Feeling Better

After 7 days in the hospital I was good to go home at last– to my family; people, fuzzies and friends– to recuperate. With the help of my loved ones, a little red wine and some medicinal herb, I was able to put the past week behind me and heal pretty quickly.

After a week or so at home, the surgical pain was gone and I was eager to get back to painting. Although I was still in a cast, my arm was bandaged nearly straight (approx 90° angle) which allowed me to paint– broader, looser strokes anyway. I managed to work on the farm animal diptych begun in November from the Painting With Attitude class with Nancy Mitchnick. A couple weeks later, the stitches were out and I was freed from the cast. I completed the painting, which my older son has endearingly named, “Barnyard Surprise!”

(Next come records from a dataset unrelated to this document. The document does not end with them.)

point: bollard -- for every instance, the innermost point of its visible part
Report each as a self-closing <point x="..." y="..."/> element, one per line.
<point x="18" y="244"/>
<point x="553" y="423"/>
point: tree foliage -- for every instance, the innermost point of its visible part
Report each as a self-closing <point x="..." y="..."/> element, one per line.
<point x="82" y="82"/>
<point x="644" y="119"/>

In early March the “Gang of 4” met up for a luncheon at the BBAC in my honor. It was so great to see my art friends and catch up. The girls brought/made little thoughtful gifts for me — I was so touched! Nancy gave me two metal Milagro pieces; a small arm and a larger hand.

Milagro translates to “Miracle” in Spanish and these small trinkets have been part of Latin American culture for centuries. Traditionally used in religious prayer, a Milagro may be given to a loved one to convey a sense of well-being or well- wishes.

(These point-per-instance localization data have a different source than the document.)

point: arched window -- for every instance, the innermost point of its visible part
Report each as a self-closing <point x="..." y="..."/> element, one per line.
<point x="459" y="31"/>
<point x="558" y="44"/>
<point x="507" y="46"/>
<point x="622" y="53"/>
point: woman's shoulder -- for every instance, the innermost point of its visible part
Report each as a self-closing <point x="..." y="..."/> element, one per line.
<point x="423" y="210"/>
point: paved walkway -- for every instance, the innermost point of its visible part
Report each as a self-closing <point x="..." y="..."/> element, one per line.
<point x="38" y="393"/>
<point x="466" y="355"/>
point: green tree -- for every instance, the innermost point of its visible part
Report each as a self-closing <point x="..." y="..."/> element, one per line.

I strung them together with a personal zodiac necklace of mine and added a few extra colored beads to create a new piece.

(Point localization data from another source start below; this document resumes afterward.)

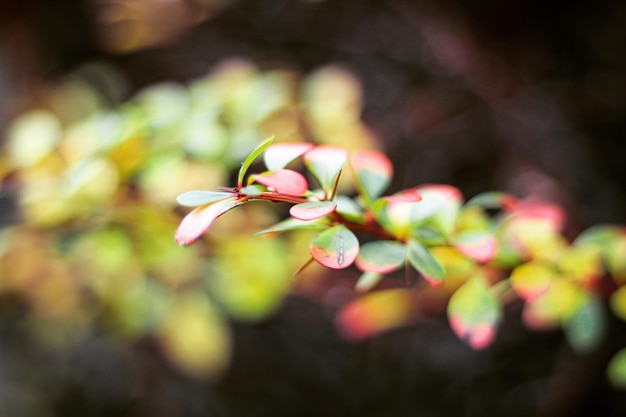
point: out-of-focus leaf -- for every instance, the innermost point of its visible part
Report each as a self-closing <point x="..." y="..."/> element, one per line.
<point x="440" y="204"/>
<point x="325" y="163"/>
<point x="532" y="279"/>
<point x="562" y="299"/>
<point x="245" y="165"/>
<point x="312" y="210"/>
<point x="335" y="248"/>
<point x="250" y="277"/>
<point x="294" y="224"/>
<point x="396" y="213"/>
<point x="348" y="208"/>
<point x="373" y="173"/>
<point x="195" y="337"/>
<point x="480" y="246"/>
<point x="423" y="261"/>
<point x="493" y="200"/>
<point x="199" y="220"/>
<point x="474" y="313"/>
<point x="618" y="302"/>
<point x="586" y="328"/>
<point x="283" y="181"/>
<point x="367" y="281"/>
<point x="200" y="198"/>
<point x="374" y="313"/>
<point x="616" y="371"/>
<point x="583" y="263"/>
<point x="279" y="155"/>
<point x="32" y="136"/>
<point x="381" y="256"/>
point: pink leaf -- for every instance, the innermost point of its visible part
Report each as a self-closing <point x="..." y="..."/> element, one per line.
<point x="284" y="181"/>
<point x="199" y="220"/>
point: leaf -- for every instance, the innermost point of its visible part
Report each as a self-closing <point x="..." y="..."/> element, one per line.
<point x="245" y="165"/>
<point x="348" y="208"/>
<point x="294" y="224"/>
<point x="335" y="248"/>
<point x="381" y="256"/>
<point x="312" y="210"/>
<point x="200" y="198"/>
<point x="195" y="337"/>
<point x="423" y="261"/>
<point x="199" y="220"/>
<point x="616" y="371"/>
<point x="367" y="281"/>
<point x="474" y="313"/>
<point x="283" y="181"/>
<point x="493" y="200"/>
<point x="618" y="302"/>
<point x="279" y="155"/>
<point x="586" y="328"/>
<point x="479" y="246"/>
<point x="325" y="163"/>
<point x="374" y="313"/>
<point x="532" y="279"/>
<point x="373" y="173"/>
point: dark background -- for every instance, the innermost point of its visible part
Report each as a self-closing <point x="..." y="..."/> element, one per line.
<point x="528" y="97"/>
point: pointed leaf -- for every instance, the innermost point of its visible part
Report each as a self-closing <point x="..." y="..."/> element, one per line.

In addition to the Milagros, Nancy gave me an awesome palette knife and a mini Isabey painting brush! One of my favorites!! Laura brought delicious strawberry preserves for everyone, Kristen painted a mini-milagro canvas of an arm, and Cynthia (who is an incredible dressmaker) hand-knitted a pair of arm cozies for me!! You can see all the wonderful gifts in the last picture — Zoe the cat approved! It was such a wonderful afternoon and I truly feel blessed to have these incredible women in my life!

Diptychs

Our next assignment, and last for me, would be a diptych. Wikipedia defines a diptych as, ‘an artwork consisting of two pieces or panels, that together create a singular art piece that can be attached together or presented adjoining each other’. Earliest pieces were frequently hinged and depicted biblical or religious themes. Diptychs often represent opposition/contrasting objects or elements. A triptych (three panels) might represent a sequence or a change; like those prints you see in stores of the different seasons.

I couldn’t really decide on an idea for the diptych so I went with a picture I’d saved to paint some day. The image is of several farm animals standing together and taken by well-known animal photographer Rob MacInnis.

We worked on our pieces for the next several classes. These were to be our pièces de résistance — our masterpieces! Below you can see a few of the multiple iterations the animals went through as I tried to figure them out.